It's mentally taxing to keep up with the news flow and filter what matters.
I think this matters... America First Investment Policy and, in particular, this section.
(k) To further reduce incentives for United States persons to invest in our foreign adversaries, we will review whether to suspend or terminate the 1984 United States-The People’s Republic of China Income Tax Convention.
This would mean increasing taxes on Chinese investments from zero to the standard 30% withholding tax (I recommend reading Michael McNair's tweet). It would apply to $2 trillion worth of Chinese investments, of which $759 billion is currently in U.S. stocks.
Michael McNair's work points out that you can't fix a trade imbalance if you don't address capital flows, i.e., foreign investors piling into U.S. assets (originally treasuries, now U.S. equities).
Foreigners own:
41% ($25T) of the U.S. stock market
23% ($8T) of Treasury securities.
The Treasury holdings have been on the decline ever since QE started, with the Russian asset confiscation being the final nail in the coffin.
Telling $759B of capital to GTFO when the Magnificant 7 was already struggling to find a marginal buyer helps confirm what others far smarter than me, such as Paulo, have observed with this must-read piece: Trading the Rollover Syndrome: How I Think…

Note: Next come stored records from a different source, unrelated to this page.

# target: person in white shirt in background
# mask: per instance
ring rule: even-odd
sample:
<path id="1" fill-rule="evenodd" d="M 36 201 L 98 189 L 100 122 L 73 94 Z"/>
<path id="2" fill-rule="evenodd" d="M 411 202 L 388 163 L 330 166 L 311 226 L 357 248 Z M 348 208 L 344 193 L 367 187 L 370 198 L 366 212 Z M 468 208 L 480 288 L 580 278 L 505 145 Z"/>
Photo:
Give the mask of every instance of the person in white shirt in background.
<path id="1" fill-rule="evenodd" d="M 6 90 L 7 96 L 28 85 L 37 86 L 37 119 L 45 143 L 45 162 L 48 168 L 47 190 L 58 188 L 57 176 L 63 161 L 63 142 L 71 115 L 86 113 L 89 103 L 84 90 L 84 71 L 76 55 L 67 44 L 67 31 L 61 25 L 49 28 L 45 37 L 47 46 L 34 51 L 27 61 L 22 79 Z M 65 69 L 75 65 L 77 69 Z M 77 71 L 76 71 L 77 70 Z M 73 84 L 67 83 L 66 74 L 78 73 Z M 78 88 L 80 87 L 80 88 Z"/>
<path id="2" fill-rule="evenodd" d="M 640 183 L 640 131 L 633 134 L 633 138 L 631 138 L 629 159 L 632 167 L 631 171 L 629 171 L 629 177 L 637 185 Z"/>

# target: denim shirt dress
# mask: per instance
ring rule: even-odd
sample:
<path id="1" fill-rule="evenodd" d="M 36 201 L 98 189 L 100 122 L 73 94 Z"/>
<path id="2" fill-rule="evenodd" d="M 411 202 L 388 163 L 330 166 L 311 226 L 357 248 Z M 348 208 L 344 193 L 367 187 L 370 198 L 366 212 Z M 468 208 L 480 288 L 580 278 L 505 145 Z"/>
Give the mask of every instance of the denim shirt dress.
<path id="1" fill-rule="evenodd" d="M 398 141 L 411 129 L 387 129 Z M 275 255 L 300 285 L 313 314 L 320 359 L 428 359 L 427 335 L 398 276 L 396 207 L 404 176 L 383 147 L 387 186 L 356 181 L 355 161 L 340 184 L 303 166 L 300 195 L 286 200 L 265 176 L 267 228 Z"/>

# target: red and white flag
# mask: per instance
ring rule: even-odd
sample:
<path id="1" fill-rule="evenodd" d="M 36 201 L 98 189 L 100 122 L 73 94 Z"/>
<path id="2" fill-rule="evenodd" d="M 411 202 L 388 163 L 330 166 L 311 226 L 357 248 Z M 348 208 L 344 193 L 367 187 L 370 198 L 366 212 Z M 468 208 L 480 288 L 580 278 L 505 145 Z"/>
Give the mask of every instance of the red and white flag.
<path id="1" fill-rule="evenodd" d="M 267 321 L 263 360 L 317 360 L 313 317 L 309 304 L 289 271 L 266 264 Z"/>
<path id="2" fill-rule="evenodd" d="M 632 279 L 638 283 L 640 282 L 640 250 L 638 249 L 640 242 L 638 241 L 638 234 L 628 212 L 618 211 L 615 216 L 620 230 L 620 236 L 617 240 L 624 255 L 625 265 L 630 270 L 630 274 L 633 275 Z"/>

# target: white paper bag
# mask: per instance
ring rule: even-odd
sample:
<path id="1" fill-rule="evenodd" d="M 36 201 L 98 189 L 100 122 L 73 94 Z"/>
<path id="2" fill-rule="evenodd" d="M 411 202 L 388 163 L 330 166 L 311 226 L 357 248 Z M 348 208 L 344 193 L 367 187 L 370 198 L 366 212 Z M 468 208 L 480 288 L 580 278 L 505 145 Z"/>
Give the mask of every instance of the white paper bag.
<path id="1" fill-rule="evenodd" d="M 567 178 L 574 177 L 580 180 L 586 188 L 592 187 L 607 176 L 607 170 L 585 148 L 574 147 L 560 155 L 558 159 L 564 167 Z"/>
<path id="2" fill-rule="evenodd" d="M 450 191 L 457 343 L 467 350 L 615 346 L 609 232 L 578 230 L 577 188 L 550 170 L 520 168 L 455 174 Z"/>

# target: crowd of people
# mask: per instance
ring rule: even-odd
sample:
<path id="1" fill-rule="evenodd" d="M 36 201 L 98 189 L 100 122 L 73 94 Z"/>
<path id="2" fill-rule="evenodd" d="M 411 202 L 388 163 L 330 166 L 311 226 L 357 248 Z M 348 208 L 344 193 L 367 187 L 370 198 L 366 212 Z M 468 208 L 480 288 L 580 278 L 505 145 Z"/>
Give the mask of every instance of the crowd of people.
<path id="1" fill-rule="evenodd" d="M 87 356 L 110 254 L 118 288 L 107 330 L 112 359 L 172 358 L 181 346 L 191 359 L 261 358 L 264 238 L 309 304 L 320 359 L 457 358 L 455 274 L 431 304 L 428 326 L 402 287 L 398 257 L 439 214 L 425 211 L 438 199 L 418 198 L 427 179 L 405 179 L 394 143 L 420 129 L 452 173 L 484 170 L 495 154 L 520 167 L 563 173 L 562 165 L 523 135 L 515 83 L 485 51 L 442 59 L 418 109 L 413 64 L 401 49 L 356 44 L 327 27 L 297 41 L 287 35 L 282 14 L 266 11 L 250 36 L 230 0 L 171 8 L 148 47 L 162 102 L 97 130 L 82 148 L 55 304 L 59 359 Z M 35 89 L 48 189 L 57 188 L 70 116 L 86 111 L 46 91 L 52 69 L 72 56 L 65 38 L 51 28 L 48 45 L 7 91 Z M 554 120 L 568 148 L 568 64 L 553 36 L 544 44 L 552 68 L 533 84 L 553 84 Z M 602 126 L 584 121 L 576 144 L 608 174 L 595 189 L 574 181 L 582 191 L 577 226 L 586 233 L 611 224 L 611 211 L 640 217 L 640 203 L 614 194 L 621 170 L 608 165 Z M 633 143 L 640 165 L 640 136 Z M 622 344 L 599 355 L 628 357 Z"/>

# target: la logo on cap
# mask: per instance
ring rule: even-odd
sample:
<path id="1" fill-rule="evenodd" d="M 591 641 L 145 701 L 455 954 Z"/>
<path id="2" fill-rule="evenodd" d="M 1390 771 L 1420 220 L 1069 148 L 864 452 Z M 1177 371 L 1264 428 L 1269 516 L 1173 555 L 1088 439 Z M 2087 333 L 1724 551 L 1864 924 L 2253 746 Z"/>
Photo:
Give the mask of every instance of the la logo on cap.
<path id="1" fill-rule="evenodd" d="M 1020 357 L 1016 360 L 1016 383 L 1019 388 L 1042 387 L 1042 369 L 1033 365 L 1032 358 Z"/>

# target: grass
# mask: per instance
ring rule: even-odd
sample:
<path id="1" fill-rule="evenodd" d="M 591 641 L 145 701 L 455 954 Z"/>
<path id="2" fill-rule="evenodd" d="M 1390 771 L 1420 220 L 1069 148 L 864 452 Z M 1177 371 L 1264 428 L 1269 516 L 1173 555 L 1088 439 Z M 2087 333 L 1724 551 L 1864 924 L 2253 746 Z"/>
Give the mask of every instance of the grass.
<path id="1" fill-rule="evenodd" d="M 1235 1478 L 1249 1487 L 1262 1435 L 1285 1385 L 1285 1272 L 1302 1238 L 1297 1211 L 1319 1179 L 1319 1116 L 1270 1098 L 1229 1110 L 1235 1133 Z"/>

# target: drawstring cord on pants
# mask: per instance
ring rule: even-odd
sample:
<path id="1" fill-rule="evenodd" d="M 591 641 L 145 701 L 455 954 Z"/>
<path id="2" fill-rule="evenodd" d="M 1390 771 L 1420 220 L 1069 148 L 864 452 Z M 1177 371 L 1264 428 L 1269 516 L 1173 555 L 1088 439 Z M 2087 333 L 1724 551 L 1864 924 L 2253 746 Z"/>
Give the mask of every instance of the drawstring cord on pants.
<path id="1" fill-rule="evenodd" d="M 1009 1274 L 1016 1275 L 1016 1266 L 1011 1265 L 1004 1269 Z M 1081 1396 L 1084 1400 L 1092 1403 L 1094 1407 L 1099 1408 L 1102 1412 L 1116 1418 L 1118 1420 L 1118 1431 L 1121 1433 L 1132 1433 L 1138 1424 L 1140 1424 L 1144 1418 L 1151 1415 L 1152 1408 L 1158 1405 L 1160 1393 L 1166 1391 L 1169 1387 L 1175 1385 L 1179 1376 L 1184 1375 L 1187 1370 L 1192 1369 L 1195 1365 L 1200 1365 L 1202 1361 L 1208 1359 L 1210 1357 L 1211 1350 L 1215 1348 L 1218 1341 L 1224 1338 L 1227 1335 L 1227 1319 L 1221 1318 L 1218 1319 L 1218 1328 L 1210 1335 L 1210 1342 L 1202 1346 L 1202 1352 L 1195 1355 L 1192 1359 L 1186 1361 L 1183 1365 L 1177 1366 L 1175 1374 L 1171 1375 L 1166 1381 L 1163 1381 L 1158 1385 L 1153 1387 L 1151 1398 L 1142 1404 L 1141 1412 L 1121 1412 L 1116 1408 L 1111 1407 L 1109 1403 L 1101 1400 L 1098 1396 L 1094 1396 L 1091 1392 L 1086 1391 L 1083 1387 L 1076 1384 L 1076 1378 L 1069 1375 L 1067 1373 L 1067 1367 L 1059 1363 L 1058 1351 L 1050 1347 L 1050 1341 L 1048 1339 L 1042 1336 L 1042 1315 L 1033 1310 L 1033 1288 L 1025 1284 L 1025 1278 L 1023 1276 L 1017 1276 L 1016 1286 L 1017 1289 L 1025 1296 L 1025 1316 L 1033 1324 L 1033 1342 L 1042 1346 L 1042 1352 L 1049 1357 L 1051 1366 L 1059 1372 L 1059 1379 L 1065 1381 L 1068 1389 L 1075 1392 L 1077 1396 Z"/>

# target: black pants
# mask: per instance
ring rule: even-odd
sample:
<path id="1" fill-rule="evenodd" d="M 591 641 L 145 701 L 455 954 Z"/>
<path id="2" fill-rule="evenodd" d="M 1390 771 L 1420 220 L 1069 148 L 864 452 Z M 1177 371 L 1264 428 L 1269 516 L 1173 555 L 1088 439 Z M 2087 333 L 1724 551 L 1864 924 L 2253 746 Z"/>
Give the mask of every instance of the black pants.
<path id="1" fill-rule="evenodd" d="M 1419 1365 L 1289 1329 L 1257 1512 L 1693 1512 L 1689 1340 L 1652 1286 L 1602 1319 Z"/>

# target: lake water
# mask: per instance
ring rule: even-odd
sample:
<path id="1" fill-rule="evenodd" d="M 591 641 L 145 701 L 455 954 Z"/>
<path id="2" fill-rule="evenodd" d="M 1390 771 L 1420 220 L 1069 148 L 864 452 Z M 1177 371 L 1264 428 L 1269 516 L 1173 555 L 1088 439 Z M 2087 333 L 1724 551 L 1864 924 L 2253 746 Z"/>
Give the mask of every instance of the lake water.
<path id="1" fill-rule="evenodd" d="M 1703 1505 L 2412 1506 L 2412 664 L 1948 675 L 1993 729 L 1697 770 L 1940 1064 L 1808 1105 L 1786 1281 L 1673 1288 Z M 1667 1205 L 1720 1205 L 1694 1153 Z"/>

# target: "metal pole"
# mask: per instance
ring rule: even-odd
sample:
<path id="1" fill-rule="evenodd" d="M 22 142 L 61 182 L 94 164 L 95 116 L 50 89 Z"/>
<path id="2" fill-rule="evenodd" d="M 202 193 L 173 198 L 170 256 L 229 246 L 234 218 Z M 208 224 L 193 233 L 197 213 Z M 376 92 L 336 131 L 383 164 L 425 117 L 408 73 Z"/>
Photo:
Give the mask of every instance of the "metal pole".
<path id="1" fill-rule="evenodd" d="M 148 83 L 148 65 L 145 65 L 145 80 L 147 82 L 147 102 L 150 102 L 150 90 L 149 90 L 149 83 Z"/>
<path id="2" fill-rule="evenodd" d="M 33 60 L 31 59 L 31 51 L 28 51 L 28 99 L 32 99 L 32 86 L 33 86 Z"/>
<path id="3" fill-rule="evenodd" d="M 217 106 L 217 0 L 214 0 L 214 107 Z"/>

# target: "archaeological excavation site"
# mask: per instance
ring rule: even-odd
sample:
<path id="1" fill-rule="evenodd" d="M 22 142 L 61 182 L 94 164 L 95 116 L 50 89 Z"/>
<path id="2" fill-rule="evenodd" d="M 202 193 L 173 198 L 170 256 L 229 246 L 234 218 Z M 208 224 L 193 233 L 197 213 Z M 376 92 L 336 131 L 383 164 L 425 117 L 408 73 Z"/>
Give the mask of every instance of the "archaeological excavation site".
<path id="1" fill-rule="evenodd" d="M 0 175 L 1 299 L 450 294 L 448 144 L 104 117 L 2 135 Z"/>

“Tops are a process, bottoms are an event.”
It also makes sense, as sentiment on the other side of the NASDAQ trade is pure despair.
Opening the ticker prices for uranium and offshore services lately has been like falling out of the first-floor window, only to crash through the ground floor into the basement, to then find its a torture chamber.
Which fits well with this quote:
"Value investing is pain, and the higher the level of pain,
the better the future performance."
-John Marie
On Twitter, I see retail investors throwing in the towel in energy; I’ve even seen it labeled a retail mass extinction event.
I keep track of the sentiment of some of the professionals I follow, and this one from one of the smartest oil investors I know stuck with me.
This makes me think of this graphic I made a while ago.
“I've always said, the key organ here isn't the brain, it's the stomach.”
-Peter Lynch
What are the opportunities?
Using ratios helps illustrate what's going on beneath the scenes before the majority catch on.
As I touched on in my last piece, a solid rule for the next decade is to invest along with Chinese capital flows or in things the Chinese need. It’s hard to see how Chinese equities and gold don’t benefit from the US telling China to GTFO of US assets.